Midden jaren negentig werd het bon ton om te reizen. Voortaan was het afgelopen met duffe kampeervakanties op de plaatselijke municipalletjes langs de Dordogne. Men ging volle maan meemaken op het strand van Koh Pha Ngang in Thailand, de Machu Pichu beklimmen in Peru of anders je Kever laten overvallen in Mexico. Dat was nog eens iets anders dan het duffe massatoerisme in Europa.
Ik heb nog wel eens lafhartig op een etentje of borrel met zulke reizigers gemompeld dat het ons ook enig zou lijken en dat we vast nog eens naar Chili zouden gaan. Twintig jaar later durf ik grif toe te geven dat ik de kampeervakanties nooit zat geraakt ben en ze voor geen goud in zou wisselen voor bovenstaande niet zo unieke ervaringen.

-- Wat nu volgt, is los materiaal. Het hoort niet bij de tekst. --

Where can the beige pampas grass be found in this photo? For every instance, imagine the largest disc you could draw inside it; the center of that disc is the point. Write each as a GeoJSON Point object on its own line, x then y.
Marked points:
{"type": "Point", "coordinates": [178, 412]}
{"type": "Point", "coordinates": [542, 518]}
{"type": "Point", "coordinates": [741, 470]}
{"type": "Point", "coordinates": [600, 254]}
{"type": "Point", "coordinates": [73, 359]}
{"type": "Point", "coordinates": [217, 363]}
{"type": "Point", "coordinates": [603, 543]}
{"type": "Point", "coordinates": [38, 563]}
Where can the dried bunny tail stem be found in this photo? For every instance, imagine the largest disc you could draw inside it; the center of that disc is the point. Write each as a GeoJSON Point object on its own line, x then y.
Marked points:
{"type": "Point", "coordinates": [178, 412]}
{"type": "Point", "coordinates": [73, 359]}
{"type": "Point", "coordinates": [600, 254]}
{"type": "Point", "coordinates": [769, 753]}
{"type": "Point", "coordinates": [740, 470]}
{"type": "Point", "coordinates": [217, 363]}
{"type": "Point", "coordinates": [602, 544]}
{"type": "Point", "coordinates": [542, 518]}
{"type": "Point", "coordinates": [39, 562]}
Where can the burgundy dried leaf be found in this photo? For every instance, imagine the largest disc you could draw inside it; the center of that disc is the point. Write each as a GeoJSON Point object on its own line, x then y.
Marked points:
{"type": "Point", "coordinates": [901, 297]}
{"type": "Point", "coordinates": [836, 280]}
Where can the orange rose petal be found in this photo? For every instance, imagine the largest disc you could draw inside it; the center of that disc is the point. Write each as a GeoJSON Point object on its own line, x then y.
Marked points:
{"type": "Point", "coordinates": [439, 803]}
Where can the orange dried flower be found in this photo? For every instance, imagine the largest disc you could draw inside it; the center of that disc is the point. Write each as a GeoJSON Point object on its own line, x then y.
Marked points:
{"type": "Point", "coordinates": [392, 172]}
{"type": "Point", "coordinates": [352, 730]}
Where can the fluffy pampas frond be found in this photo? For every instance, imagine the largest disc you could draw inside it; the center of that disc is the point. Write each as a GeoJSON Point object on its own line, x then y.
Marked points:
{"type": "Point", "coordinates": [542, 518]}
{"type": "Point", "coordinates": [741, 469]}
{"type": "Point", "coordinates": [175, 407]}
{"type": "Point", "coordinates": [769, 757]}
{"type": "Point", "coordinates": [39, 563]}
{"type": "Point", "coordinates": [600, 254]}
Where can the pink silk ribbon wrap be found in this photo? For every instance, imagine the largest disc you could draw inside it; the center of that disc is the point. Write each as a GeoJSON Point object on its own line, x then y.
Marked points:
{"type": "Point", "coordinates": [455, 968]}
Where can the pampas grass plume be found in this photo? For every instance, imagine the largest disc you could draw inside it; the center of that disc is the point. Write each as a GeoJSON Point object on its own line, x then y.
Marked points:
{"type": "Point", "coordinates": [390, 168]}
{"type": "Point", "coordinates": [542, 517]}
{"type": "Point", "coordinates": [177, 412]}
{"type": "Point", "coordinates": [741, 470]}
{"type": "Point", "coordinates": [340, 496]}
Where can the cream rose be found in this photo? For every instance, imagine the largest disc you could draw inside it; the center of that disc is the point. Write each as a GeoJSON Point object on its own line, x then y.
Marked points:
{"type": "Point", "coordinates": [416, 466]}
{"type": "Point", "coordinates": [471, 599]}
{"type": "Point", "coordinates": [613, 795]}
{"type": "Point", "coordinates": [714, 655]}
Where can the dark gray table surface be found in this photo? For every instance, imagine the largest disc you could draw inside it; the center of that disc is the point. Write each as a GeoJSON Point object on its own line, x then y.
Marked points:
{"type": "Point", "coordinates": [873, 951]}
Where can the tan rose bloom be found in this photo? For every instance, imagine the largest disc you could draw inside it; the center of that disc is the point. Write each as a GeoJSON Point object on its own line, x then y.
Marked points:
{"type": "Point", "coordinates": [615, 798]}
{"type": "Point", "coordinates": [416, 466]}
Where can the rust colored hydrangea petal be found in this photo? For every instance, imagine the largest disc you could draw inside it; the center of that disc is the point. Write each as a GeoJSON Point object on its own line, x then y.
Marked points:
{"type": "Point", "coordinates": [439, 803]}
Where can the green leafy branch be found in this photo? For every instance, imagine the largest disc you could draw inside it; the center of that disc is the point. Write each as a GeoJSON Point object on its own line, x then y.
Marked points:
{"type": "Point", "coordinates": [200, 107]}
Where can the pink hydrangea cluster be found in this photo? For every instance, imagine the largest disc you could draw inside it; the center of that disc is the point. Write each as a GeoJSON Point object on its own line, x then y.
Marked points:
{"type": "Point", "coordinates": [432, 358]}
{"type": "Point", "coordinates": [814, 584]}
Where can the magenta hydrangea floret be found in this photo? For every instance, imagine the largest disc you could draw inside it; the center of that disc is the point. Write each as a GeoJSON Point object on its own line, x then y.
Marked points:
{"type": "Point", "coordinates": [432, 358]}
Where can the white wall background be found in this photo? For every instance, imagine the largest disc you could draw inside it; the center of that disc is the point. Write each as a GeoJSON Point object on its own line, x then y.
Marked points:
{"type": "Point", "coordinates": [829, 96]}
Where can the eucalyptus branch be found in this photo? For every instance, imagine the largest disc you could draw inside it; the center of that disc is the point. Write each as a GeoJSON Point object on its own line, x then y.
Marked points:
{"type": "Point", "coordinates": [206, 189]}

Kamperen is zo simpel. Water in de buurt en een pingpongtafel zijn de harde eisen van de kinderen. Een zwembadje eigenlijk ook. En dan een waar je gewoon je zwemshort aan mag, geen badmuts op hoeft en gewoon mag duiken. En een waterglijbaan als het even kan. Gelukkig doen we in dit gezin niet aan democratische besluiten en negeren we die laatste wens categorisch. Je moet je ouders later iets kunnen verwijten tenslotte.
Fraai gelegen, mooi uitzicht, grote plekken, en nog belangrijker: geen bandje om mijn pols. Ik heb ook mijn harde eisen. En ik wil ook niet reserveren. Ik wil gewoon de mooiste vrije plek van de camping uit kunnen zoeken en daar zo lang blijven als ik zin heb en weg kunnen als het met bakken uit de hemel komt. Zo wordt kamperen al een stuk minder simpel.
Toch lukt het ieder jaar weer. We stonden aan de Costa Brava, verbaasden ons dat het er zo mooi was en niet eens achterlijk druk. We contstateerden dat de hangmat de nieuwe skottelbraai is. Nou ja, een skottelbraai hadden we ook al nooit. En we zagen nog steeds mensen die een nachtelijke gang naar het toiletgebouw verwarren met een barre tocht de mijnen in, getuige de lamp op hun voorhoofd. Onze kennis van het Spaans hadden we na
Kreatief met Kurk niet meer opgehaald, dus dos cortados bestellen ging nog net, maar verder voelde ik me nogal idioot. Graciás kon ik wel heel charmant brengen, dat wel. We gingen naar Barcelona, aten tapas. Het leven was goed.
We stonden aan de Tarn. Na vier keer 'complet' te hebben gekregen, vonden we zomaar een fijne camping aan de rivier. We hadden weliswaar niet direct uitzicht op de rivier, maar om de handel en wandel van onze onder/overbuurvrouw gade te slaan, het betrof hier namelijk een licht geaccidenteerd terrein zoals men in het jargon placht te zeggen, was zeker niet minder vermakelijk. Bernadien zag eruit of kwam ze zojuist van de eerste jamboree met wijlen Baden Powell. Overdag fotografeerde ze vlinders en 's avonds motten. Haar kroost zat zich de hele dag een ongans te internetten in de caravan. Zij wilde die caravan al nooit, dat zag je zo. Daar zal de de echtgenoot met de immer opgetrokken kousen in degelijke stappers, achter gezeten hebben. Of ze echt Bernadien heette? Vast wel.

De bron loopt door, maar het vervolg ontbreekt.